34Le problème, pourtant, ne fait ici que redoubler. Il suffit de se reporter aux discussions de 1979, et tout particulièrement à l’intervention d’A. Green, ce d’autant plus que c’est aussi l’année de publication de son article qui fit quelque bruit, c’est-à-dire L’enfant modèle (1979). Toujours pour le congrès, A. Green n’y allait pas par quatre chemins puisqu’il disait (p. 1076) qu’il fallait « en finir » avec le concept de névrose pendant que D. Widlöcher lui demandait pourquoi il voulait « tordre le cou » à la névrose de transfert. Comme on le voit, ce congrès était animé, et par bonheur nous en conservons les traces ; et je ne reprends pas l’intervention de M. Neyraut sur le problème de « l’ordre symbolique »... Toujours est-il que, pour en revenir à A. Green, il s’agissait moins de tordre le cou à la névrose de transfert, que de veiller à ce qu’on ne mette pas sur son compte des logiques qui y échappaient complètement. A. Green avait bien sûr en tête les états limites, avec, si je puis dire, comme modèle, l’homme aux loups, cette fameuse « Histoire d’une névrose infantile ». Ainsi, dès lors qu’on était confronté à des logiques différentes il fallait s’interroger (p. 1092/1093) sur le « coefficient d’indexation du sujet à son propre discours », où encore dépasser un registre où « l’intelligibilité continue à porter sur des contenus et non sur les éléments qui commandent l’associativité des contenus », ce qui introduit aux processus tertiaires. Au passage, c’est cela le travail sur la processualité, dans le rapport processus/contenu.
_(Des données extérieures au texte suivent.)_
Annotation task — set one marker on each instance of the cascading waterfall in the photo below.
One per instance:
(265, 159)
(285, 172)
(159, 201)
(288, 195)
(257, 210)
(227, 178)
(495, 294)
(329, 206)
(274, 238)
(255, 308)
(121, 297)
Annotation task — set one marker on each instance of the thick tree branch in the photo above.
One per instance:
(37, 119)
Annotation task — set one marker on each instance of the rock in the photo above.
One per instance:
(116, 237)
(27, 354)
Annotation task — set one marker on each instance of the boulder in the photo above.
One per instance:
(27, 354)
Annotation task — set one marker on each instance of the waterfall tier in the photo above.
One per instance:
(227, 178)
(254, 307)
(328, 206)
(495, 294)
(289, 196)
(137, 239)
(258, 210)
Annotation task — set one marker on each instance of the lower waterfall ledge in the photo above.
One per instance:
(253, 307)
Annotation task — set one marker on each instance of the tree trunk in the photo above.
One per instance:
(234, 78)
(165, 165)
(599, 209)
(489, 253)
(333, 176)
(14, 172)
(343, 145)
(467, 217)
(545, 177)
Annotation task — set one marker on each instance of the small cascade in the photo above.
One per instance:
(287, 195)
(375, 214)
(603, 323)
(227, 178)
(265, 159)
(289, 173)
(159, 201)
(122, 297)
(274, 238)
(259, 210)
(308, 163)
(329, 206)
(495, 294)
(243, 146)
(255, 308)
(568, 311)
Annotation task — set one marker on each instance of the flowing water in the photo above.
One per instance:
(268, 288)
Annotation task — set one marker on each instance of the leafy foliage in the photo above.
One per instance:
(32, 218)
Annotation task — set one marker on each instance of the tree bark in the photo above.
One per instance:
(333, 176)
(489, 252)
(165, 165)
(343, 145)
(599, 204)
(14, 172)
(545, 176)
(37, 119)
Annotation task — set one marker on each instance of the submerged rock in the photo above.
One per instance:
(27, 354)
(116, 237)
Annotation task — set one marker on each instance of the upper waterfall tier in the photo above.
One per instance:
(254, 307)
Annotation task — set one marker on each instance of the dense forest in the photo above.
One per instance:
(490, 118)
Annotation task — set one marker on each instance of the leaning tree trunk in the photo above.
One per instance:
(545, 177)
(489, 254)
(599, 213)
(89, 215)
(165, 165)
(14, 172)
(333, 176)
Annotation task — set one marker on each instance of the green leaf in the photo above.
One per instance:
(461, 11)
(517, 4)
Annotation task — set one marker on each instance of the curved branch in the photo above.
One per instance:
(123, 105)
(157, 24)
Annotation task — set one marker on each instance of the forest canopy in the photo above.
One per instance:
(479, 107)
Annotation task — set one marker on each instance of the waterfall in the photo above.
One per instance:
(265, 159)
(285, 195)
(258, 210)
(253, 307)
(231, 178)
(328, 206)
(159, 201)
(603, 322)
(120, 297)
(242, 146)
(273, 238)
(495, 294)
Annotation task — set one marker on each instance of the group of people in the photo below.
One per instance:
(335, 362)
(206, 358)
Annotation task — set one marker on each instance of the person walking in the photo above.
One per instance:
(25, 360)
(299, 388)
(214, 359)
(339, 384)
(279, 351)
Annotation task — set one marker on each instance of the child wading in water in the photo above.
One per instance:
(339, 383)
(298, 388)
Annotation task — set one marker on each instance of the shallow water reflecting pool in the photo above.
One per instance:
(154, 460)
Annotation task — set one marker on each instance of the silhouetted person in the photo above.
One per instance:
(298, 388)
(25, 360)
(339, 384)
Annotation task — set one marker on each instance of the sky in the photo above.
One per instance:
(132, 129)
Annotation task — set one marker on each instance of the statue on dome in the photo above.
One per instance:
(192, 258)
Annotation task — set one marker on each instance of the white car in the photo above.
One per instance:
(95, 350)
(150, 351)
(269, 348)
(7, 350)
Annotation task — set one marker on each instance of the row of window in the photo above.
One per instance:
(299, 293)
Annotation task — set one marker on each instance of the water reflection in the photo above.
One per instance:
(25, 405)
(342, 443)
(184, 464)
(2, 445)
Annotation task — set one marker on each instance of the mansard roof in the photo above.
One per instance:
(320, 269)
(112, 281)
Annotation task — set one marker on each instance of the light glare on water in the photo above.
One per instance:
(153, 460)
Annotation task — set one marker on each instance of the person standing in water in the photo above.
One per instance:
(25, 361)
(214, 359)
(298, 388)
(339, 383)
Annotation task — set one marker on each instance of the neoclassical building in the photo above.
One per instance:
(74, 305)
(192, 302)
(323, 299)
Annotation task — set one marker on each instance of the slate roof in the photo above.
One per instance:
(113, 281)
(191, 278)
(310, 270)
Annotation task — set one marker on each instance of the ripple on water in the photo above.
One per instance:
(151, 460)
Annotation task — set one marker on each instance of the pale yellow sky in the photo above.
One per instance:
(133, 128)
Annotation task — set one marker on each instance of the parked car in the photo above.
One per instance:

35En tant qu’analyste, et analyste d’enfants aussi, je ne peux qu’être sensible à cette problématique, toujours actuelle, ce d’autant plus que l’enfant peut, j’allais dire, osciller assez rapidement d’une logique à l’autre, et ce en fonction même des mouvements transféro - contre-transférentiels. Cette oscillation, dépassant la question de l’orientation du superficiel au profond, c’est aussi celle du chiasme, celle que posait A. Green dans son travail sur le rapport entre hystérie et états limites.

UNE ILLUSTRATION CLINIQUE

36La réflexion pour l’illustration de quelques-uns des propos qui précèdent n’a pas été simple. La raison essentielle est que la plupart des analyses d’enfant que l’on conduit ne relèvent pas d’états névrotiques seuls. En ce sens, je me retrouve d’emblée dans l’application de ce que j’ai décrit sur le plan théorique. Durant la période de latence – où sont traités les cas les plus nombreux – il peut arriver que la symptomatologie d’un état nous paraissant essentiellement névrotique se résolve entre deux consultations initiales, cette évolution rendant impossible l’indication d’analyse initialement prévue. On se rapproche de la névrose infantile au sens de Freud. A contrario une symptomatologie névrotique insistante s’avère non limitable à une structure névrotique.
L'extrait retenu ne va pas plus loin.